Great find. Kinda sad too. It seemed like there were lots of children lost. The one couple lost five children, I couldn't even imagine how that felt.


----------



## widowsbluff (May 24, 2006)

Too cool, I am bookmarking that one.


----------



## sharpobject (May 7, 2008)

Wow - amazing. I'm just starting my new tombstones for this year so this came up just in time - thanks. I particularly liked the one that says "deposited here" - pretty much says it all.


----------



## Bethene (Jan 19, 2008)

thank you for posting this, I enjoyed looking at all the fasinating shapes and epitaphs,- I liked the little history type lesson on it too, describing the symbols carved and what they meant to the people of that time frame. 
I also agree with Spanky, so many died so young then, alot of children, even though it was so long ago, it is sad to think of what some folks lived through.


----------



## The Mortician (Sep 8, 2006)

Many of the headstones bear resemblance in design and symbolism; makes me wonder how many had been crafted by the same two hands - job security in those days I suppose

Do any of you know how the willow became so commonly used; does is represent sadness or is there another reason?

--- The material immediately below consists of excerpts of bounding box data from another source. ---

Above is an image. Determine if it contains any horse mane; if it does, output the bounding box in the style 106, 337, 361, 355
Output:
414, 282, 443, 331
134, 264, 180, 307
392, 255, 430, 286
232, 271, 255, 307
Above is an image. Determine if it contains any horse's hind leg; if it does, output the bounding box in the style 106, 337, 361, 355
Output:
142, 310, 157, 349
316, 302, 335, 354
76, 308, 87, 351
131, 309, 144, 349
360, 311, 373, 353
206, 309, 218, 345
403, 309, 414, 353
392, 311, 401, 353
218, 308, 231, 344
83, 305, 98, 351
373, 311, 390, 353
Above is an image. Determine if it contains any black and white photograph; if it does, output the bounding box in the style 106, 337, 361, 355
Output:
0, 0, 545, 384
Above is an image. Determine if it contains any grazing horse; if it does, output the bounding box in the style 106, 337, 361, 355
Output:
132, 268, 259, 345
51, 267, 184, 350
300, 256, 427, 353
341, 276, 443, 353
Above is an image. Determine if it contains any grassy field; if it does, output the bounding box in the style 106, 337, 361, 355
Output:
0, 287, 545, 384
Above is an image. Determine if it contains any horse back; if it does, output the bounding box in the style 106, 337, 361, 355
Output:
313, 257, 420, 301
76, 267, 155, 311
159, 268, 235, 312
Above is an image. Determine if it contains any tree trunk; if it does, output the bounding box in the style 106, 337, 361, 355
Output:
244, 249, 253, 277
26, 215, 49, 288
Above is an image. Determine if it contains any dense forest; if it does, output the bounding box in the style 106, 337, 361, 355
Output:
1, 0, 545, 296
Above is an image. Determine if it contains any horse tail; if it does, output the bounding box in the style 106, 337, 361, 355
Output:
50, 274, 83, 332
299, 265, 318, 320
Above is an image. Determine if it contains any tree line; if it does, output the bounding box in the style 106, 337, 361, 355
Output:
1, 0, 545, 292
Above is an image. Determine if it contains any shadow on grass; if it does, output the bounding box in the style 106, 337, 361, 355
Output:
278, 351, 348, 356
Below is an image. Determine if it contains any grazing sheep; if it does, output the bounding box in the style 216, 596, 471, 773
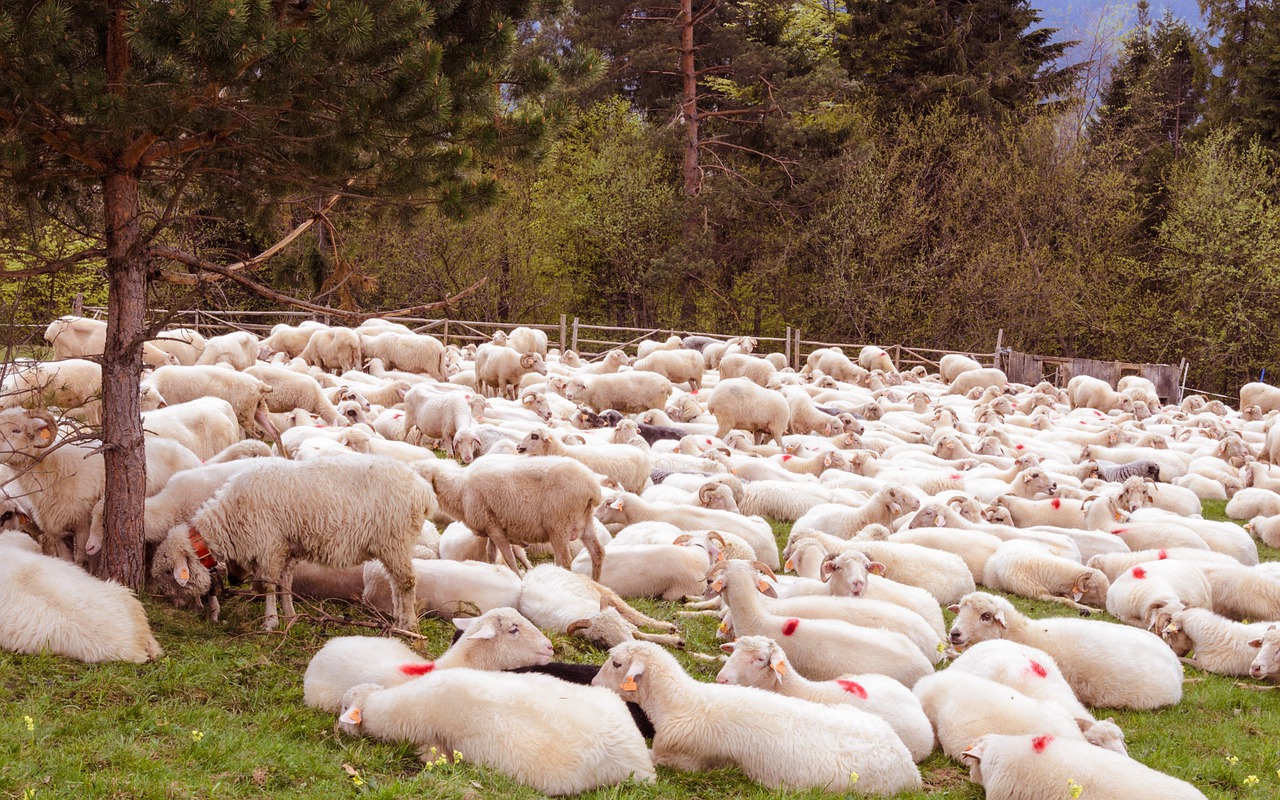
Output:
516, 428, 649, 494
338, 669, 655, 796
982, 540, 1111, 612
302, 608, 554, 712
707, 378, 791, 447
415, 456, 604, 580
152, 454, 435, 630
950, 591, 1183, 709
520, 560, 691, 648
591, 641, 920, 794
716, 636, 933, 763
0, 531, 163, 664
961, 733, 1204, 800
564, 372, 672, 413
1156, 608, 1275, 677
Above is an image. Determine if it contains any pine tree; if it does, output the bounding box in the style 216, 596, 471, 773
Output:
837, 0, 1080, 123
0, 0, 554, 586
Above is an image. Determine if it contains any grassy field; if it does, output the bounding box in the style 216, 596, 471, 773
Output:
0, 503, 1280, 800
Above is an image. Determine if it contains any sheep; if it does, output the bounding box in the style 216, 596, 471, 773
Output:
911, 669, 1089, 760
516, 428, 649, 493
960, 733, 1204, 800
982, 540, 1111, 612
520, 560, 685, 648
1248, 625, 1280, 684
716, 353, 778, 387
950, 591, 1183, 709
564, 372, 672, 413
945, 367, 1009, 396
707, 378, 791, 447
360, 558, 520, 620
152, 454, 435, 630
716, 636, 933, 763
591, 641, 920, 794
635, 349, 706, 392
357, 329, 449, 381
0, 408, 105, 563
938, 353, 982, 384
0, 531, 164, 664
338, 669, 655, 796
572, 543, 710, 600
404, 384, 485, 463
1156, 608, 1274, 677
195, 330, 260, 370
298, 328, 364, 375
142, 366, 279, 439
415, 456, 604, 580
708, 559, 933, 686
595, 494, 781, 570
1107, 558, 1212, 634
475, 344, 547, 399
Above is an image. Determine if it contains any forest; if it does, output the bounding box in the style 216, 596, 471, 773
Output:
0, 0, 1280, 394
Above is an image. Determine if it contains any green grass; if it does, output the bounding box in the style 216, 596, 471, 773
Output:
0, 503, 1280, 800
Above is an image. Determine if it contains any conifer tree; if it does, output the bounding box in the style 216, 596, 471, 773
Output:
0, 0, 554, 586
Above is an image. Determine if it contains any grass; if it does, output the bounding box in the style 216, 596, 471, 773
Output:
0, 503, 1280, 800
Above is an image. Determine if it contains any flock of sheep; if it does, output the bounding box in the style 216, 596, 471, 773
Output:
0, 317, 1280, 800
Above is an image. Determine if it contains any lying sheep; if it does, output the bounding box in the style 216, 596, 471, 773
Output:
0, 531, 163, 664
302, 608, 554, 712
520, 565, 684, 648
950, 591, 1183, 709
415, 456, 604, 580
338, 669, 654, 796
961, 733, 1204, 800
716, 636, 933, 763
152, 454, 435, 630
593, 641, 920, 794
1156, 608, 1275, 677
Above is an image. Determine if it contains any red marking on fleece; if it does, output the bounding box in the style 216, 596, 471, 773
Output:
836, 680, 867, 700
401, 662, 435, 675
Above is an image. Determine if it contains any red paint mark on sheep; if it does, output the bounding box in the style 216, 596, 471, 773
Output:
401, 662, 435, 675
836, 680, 867, 700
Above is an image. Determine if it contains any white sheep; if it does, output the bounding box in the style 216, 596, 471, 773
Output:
302, 608, 554, 712
593, 641, 920, 794
1156, 608, 1275, 677
716, 636, 933, 763
950, 591, 1183, 709
516, 428, 650, 494
961, 733, 1204, 800
707, 378, 791, 447
152, 454, 435, 630
415, 454, 604, 580
339, 669, 654, 796
708, 559, 933, 686
520, 560, 684, 648
0, 531, 163, 663
982, 540, 1111, 612
564, 371, 672, 413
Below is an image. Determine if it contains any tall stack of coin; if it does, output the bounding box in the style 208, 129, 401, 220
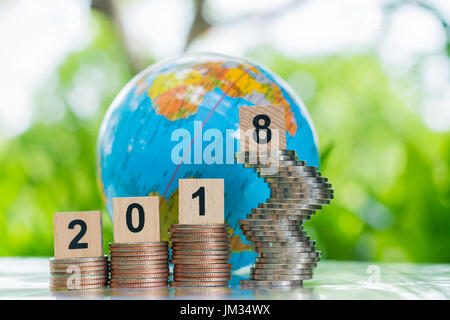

It's almost odd to see skulls on headstones; now days, that type of expression and symbolism is looked down upon - not politically correct

The four children represented in this single stone made me pause


----------



## dynoflyer (Oct 8, 2006)

I don't know there's any special symbolism to willows, there's still many large old, willow trees in the area. The early settlers were mostly Puritans, the skulls and other images were probably brought over from England. 

Times were hard 350 years ago, smallpox, diptheria, pneumonia killed many children in the small fishing towns of New England. 

Mortician is probably correct that the stones were carved by the same hand, it was a very small town then and likely only had one headstone carver. . . probably only had one Mortician, too! :smileton:


----------



## Aelwyn (Jul 7, 2008)

Willows are often considered the tree of the dead, or fertility (resurrection).

Circe (in Greek mythos), would take the bodies of men and throw them on top of weeping willow trees for vultures and crows to eat their flesh (often the men were almost dead). She would not allow them buried in the graveyard, as that honour was reserved for women.

Also, the ancient Greeks would tie a young man to a willow tree. They would whip him 'til he bled on the ground, and also "stimulate" him until he ejaculated on the ground as well. This was said to ensure fertility in crops.

As well, the Willow is sacred to Hekate, Goddess of Death and the Underworld (among other things). One of her epitaphs is "Hellice", which is derived from "Helice", which is Greek for "willow". It is said willows line the river Styx (it is a water loving tree).

The 9 Muses live on Mount Helicon. "Helicon" is derived from "Helice", or "willow".

There's your willow lesson for the day.


----------



## dynoflyer (Oct 8, 2006)

Wow, I know how to complete my obelisk, with willows! Thanks, Alewyn!


----------